Sildenafil is a selective inhibitor of cGMP-specific PD-5 and therefore inhibits the degradation of cGMP. PD-5, the predominant type in the corpus cavernosum, also is present in other tissues (e.g., lungs, platelets, and eye). The selective inhibition of this enzyme facilitates the release of nitric oxide and smooth muscle relaxation of the corpus cavernosa. Sildenafil enhances erection by augmenting nitric oxide–mediated relaxation pathways. It has been suggested that sildenafil’s mechanism of action is due to cross-talk between cGMP- and cAMPdependent transduction pathways within the cavernous muscles.
Pharmacokinetics.
Sildenafil is readily absorbed after oral administration and reaches peak plasma levels after about an hour.

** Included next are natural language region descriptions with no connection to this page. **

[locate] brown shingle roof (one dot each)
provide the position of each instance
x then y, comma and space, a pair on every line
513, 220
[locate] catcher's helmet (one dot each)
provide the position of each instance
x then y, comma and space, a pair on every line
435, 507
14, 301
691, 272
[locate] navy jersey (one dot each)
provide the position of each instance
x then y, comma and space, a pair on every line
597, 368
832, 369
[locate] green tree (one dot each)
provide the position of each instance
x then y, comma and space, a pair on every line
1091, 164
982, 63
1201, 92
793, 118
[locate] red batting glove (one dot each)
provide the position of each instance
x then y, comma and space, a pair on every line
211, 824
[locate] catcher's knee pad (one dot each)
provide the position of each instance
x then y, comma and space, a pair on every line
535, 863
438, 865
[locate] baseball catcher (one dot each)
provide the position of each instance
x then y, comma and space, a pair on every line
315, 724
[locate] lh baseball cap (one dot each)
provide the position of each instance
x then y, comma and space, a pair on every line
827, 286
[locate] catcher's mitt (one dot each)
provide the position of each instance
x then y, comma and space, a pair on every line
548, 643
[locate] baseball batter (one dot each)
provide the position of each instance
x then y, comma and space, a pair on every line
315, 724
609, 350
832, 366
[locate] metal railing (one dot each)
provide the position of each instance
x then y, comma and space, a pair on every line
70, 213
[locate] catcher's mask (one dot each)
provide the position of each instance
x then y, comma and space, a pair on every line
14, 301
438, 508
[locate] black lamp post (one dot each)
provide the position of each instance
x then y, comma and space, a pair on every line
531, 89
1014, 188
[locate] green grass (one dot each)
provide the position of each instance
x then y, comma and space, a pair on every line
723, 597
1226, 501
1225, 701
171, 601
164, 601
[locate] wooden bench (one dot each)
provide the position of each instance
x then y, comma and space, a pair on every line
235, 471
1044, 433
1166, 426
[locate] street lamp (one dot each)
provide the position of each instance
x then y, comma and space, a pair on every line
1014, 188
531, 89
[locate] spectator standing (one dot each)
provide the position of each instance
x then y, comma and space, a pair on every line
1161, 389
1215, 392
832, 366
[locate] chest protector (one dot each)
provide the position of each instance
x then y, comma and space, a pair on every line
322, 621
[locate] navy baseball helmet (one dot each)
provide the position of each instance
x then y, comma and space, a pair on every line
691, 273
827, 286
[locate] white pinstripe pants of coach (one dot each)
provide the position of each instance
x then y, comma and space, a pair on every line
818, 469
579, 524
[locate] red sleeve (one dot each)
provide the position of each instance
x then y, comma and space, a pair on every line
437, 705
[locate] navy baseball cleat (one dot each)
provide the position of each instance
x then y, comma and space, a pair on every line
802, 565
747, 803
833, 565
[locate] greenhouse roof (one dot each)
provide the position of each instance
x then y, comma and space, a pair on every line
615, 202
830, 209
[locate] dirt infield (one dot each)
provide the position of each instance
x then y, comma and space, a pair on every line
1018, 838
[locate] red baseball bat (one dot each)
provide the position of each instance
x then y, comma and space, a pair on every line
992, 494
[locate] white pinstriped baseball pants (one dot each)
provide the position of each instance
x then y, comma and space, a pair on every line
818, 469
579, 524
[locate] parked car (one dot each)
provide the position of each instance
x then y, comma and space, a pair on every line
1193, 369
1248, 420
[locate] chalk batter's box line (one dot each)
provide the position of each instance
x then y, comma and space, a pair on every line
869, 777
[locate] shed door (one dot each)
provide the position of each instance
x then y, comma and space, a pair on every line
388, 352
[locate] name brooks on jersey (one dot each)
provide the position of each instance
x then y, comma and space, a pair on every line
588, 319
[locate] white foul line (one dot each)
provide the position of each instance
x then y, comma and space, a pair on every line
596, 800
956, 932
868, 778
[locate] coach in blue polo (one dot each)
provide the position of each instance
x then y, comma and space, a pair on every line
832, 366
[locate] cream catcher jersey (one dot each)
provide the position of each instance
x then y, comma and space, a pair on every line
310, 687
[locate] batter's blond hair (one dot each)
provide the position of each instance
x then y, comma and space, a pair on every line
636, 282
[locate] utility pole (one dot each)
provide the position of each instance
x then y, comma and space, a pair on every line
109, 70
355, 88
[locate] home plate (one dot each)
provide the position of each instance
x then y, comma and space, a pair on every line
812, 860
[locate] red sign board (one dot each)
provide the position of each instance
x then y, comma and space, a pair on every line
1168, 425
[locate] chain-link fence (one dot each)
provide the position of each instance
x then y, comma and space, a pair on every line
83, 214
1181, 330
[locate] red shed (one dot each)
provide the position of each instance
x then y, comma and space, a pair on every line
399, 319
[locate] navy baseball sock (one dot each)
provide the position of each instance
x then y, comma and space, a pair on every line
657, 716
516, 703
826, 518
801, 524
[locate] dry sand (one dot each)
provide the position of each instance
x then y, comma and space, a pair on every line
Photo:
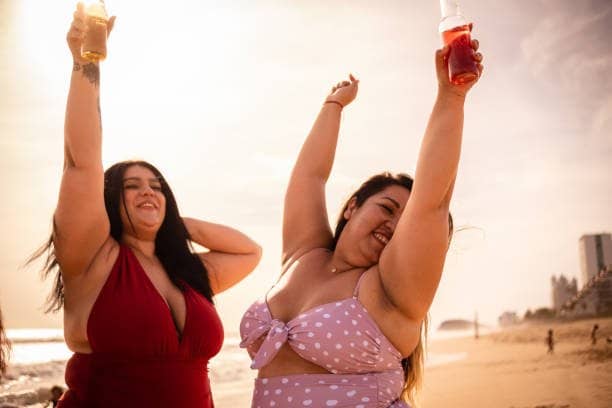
513, 369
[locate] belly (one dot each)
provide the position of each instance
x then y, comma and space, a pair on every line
289, 362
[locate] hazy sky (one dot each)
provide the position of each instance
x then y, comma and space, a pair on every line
220, 95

It undergoes hepatic metabolism and has a terminal half-life of about 4 hours.
Dosage.
An initial dose of 50 mg is taken about an hour prior to sexual activity to induce penile erection. Orally administered sildenafil is an effective and well-tolerated treatment for men with ED, including those with diabetes mellitus. It has also been used for so-called salvage therapy in men who do not respond to intracorporeal injections of other agents.
Adverse Effects.
Headache is a common side effect, as are flushing and rhinitis. More serious side effects include definite or suspected myocardial infarctions and cardiac arrest.